Marinate the Chicken

  • Set the chicken breasts in a rimmed dish or baking pan. Drizzle with olive oil, vinegar, and seasonings, and turn to coat the chicken on all sides. Set it aside for 20-30 minutes to marinate, or cover and set in the refrigerator for up to 18 hours.

Make the Bruschetta Topping

  • Dice the tomatoes, mince the garlic, onion, and basil.
  • Optional Step: Lightly sauté the garlic in a small skillet in olive oil for about 3 minutes. This will take some of the harshness out of the raw garlic.
  • Mix the tomatoes, garlic, onion, basil, oil, vinegar, salt and pepper together in a bowl. Set aside or cover and keep in the refrigerator until you’re ready to use it.

Cook the Chicken

  • Grill: Preheat a gas grill to medium heat, about 375°F (~190°C). Set the chicken breasts on the grill, cover, and cook for about 7 minutes without moving them. Gently turn the chicken once, close the grill, and cook for another 7-8 minutes.
  • Stovetop: Heat about a tablespoon of oil over medium heat in a large skillet. Add the chicken breasts and cook 6-7 minutes without moving them. Flip the chicken breasts and cook for another 6-7 minutes, until cooked through.
  • Air Fryer: Preheat the air fryer to 350°F (~177°C). Set the chicken breasts in the air fryer basket with a little space between them. Close and cook for about 10 minutes, then turn the chicken breasts over.

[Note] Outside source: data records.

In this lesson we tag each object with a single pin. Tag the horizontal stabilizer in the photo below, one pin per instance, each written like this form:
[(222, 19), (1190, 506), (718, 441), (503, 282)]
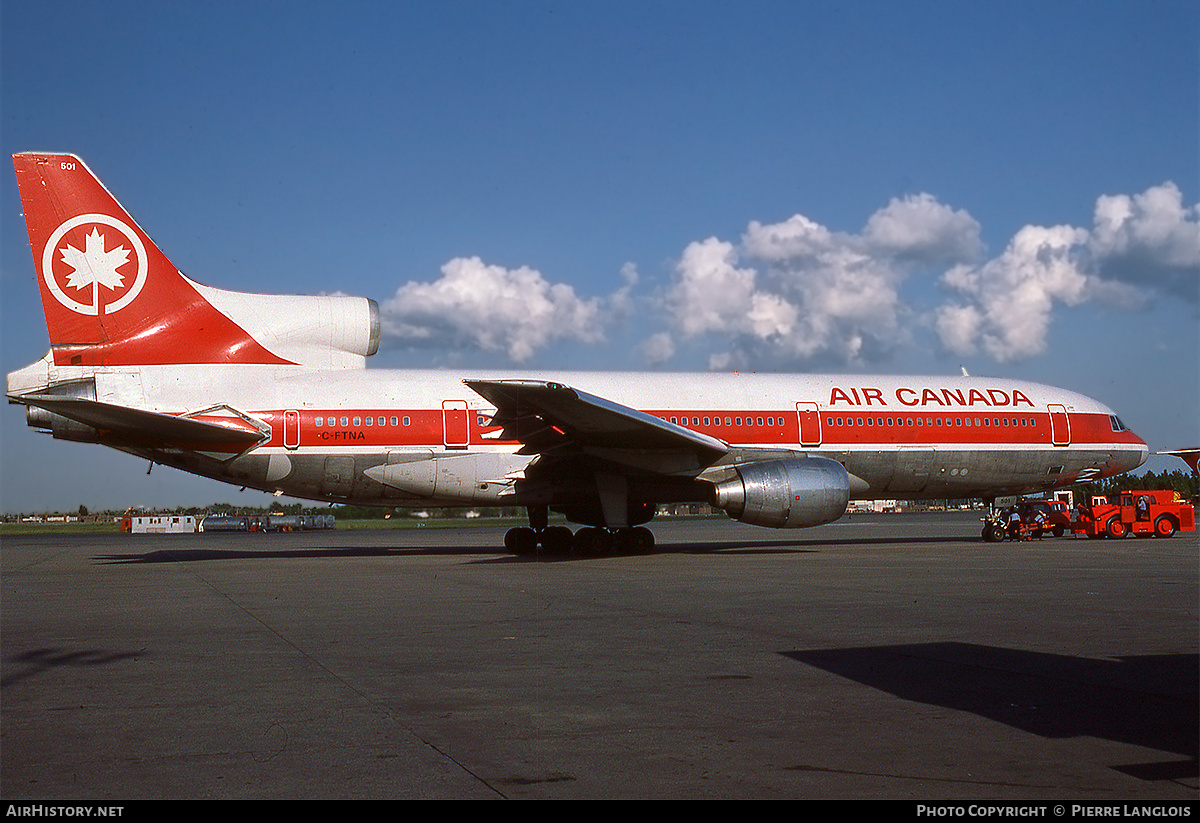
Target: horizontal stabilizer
[(150, 428)]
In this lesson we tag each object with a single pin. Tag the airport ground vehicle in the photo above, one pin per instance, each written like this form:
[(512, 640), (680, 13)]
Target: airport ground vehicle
[(1145, 514)]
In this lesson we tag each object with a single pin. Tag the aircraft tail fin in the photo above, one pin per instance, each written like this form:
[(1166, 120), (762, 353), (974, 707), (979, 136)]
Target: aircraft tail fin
[(112, 298)]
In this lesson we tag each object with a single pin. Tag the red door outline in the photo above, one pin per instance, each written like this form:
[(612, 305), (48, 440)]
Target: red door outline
[(810, 424), (455, 432), (291, 430), (1060, 425)]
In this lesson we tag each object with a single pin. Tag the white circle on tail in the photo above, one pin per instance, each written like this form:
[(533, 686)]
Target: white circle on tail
[(96, 266)]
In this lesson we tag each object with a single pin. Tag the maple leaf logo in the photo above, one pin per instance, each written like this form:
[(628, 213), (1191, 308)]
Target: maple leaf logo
[(94, 265)]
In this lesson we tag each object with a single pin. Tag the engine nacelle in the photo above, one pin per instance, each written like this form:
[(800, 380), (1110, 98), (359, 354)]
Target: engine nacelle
[(785, 493)]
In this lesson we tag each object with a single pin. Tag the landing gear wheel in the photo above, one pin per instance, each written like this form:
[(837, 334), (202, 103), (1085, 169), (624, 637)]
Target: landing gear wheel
[(556, 540), (591, 540), (1164, 527), (635, 541), (521, 540)]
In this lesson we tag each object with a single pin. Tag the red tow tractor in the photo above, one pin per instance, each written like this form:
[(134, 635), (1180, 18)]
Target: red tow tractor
[(1146, 514)]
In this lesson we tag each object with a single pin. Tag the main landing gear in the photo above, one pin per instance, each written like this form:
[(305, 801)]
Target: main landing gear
[(589, 540)]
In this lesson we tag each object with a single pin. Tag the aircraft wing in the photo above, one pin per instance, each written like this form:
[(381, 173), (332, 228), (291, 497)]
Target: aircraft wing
[(138, 427), (552, 419)]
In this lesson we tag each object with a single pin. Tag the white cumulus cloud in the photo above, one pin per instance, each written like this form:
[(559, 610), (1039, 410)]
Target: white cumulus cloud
[(1138, 246), (797, 290), (493, 308)]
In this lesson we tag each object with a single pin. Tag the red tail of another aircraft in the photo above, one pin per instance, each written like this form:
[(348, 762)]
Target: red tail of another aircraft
[(112, 298)]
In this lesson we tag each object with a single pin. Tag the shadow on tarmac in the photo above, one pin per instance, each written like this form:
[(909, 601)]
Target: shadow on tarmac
[(1147, 701)]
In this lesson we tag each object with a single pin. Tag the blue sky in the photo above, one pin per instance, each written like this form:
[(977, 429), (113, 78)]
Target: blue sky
[(772, 186)]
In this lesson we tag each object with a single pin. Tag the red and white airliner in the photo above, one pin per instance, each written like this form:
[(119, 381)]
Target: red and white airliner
[(271, 392)]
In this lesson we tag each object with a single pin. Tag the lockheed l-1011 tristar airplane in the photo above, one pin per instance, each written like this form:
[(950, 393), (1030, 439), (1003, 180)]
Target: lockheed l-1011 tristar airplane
[(271, 392)]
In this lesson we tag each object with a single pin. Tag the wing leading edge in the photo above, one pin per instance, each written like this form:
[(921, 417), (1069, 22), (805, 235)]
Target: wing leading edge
[(138, 427), (553, 419)]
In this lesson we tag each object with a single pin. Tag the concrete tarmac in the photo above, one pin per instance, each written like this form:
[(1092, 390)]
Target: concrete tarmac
[(892, 656)]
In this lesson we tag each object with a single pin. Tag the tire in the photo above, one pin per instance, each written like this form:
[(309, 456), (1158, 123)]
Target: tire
[(1164, 527)]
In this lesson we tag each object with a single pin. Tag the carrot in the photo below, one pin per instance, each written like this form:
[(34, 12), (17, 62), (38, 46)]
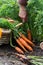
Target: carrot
[(27, 40), (29, 35), (19, 50), (0, 32), (19, 43), (24, 43)]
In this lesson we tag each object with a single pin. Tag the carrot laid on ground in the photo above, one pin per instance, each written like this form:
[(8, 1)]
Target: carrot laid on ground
[(19, 43), (24, 43), (29, 35), (27, 40), (0, 32), (19, 50)]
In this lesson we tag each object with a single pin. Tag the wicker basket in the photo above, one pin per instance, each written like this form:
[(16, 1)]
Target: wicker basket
[(5, 36)]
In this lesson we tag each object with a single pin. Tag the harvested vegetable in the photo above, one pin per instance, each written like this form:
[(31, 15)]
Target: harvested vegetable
[(29, 35), (19, 43), (19, 50)]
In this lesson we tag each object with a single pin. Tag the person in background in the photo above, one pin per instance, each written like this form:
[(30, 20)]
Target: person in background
[(22, 10)]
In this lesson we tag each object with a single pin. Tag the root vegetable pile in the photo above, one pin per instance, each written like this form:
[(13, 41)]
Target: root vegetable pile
[(24, 43)]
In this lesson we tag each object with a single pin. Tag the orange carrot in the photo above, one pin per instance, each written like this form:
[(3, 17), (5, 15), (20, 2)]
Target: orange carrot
[(19, 50), (27, 40), (24, 43), (29, 35), (19, 43)]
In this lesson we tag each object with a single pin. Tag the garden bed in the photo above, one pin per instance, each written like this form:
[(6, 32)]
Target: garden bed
[(7, 55)]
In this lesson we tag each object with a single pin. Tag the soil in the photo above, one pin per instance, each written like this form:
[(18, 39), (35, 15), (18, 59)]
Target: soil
[(7, 55)]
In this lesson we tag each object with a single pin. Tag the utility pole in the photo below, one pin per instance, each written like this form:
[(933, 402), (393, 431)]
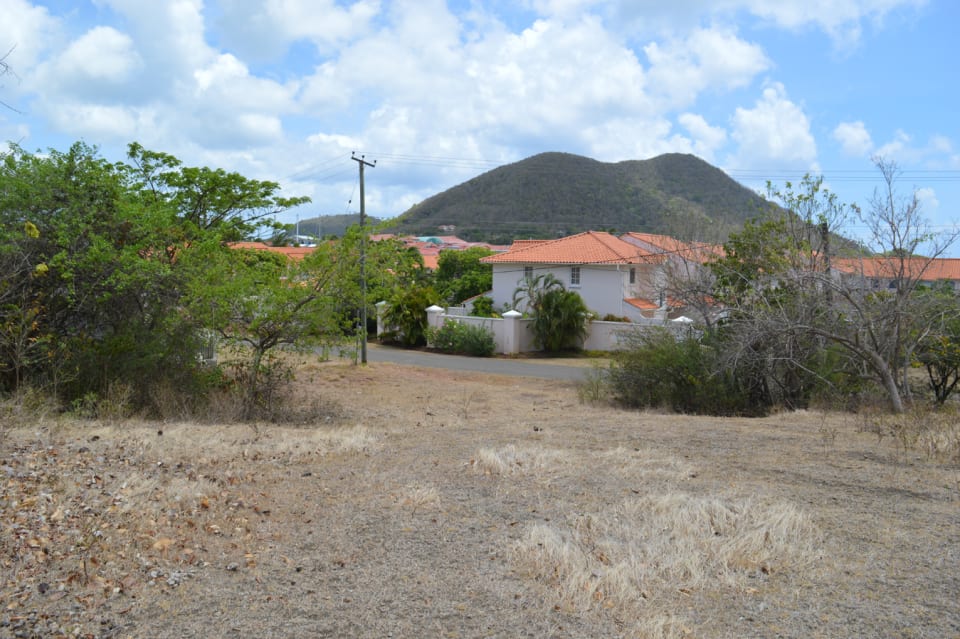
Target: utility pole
[(363, 258)]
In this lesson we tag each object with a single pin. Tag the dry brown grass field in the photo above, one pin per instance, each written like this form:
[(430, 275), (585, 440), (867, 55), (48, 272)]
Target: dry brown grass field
[(435, 504)]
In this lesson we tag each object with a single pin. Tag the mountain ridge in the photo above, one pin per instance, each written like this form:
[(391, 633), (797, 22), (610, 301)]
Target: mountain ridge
[(555, 194)]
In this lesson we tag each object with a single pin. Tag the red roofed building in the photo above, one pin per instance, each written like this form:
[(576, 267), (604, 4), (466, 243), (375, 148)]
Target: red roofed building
[(614, 277), (879, 273)]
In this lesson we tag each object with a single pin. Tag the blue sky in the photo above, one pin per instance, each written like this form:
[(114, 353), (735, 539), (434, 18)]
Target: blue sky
[(439, 92)]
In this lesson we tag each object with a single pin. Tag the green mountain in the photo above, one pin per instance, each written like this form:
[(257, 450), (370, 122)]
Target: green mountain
[(556, 194), (335, 225)]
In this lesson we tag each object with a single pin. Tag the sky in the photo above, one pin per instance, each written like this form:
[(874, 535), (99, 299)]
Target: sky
[(438, 92)]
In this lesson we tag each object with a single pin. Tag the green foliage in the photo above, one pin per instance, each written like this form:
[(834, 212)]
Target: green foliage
[(483, 307), (460, 275), (406, 315), (559, 316), (207, 199), (656, 370), (253, 300), (463, 338)]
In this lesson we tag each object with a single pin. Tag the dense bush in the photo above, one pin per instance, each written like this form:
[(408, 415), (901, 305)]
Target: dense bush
[(483, 307), (406, 316), (657, 370), (458, 337)]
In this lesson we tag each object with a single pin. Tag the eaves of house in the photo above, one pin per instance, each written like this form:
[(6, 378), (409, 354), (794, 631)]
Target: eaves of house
[(889, 268), (590, 247)]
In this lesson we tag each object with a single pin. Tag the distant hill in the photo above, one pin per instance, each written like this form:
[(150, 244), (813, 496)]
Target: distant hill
[(557, 194), (327, 225)]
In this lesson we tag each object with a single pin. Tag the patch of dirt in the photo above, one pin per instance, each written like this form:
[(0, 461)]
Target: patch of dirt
[(443, 504)]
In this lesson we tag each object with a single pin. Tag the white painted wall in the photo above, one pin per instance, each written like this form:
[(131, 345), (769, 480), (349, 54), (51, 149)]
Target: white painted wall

Close and cook for another 10 minutes until cooked through.
  • *Note: Cook time will vary depending on the size of the chicken breasts and heat source. Use a meat thermometer to check that the internal temperature of the chicken breasts has reached 165°F (~74°C).
  • Remove the chicken breasts and set them on a plate to rest about 4-5 minutes.

Assemble and Serve

  • Set the chicken on a plate. Spoon the bruschetta mixture on top of the chicken, then sprinkle with a little more balsamic vinegar or balsamic glaze, salt to taste, and extra basil.

Notes

To store leftovers: Transfer the leftover chicken and bruschetta to an airtight container or zip top bag. Store in the refrigerator for 3-4 days.

Nutrition

Calories: 514kcal | Carbohydrates: 15g | Protein: 51g | Fat: 27g | Saturated Fat: 4g | Trans Fat: 1g | Cholesterol: 145mg | Sodium: 441mg | Potassium: 1402mg | Fiber: 2g | Sugar: 10g | Vitamin A: 1234IU | Vitamin C: 57mg | Calcium: 58mg | Iron: 3mg


Please note that the nutritional information may vary depending
on the specific brands of products used. We encourage everyone to check specific
product labels in calculating the exact nutritional information.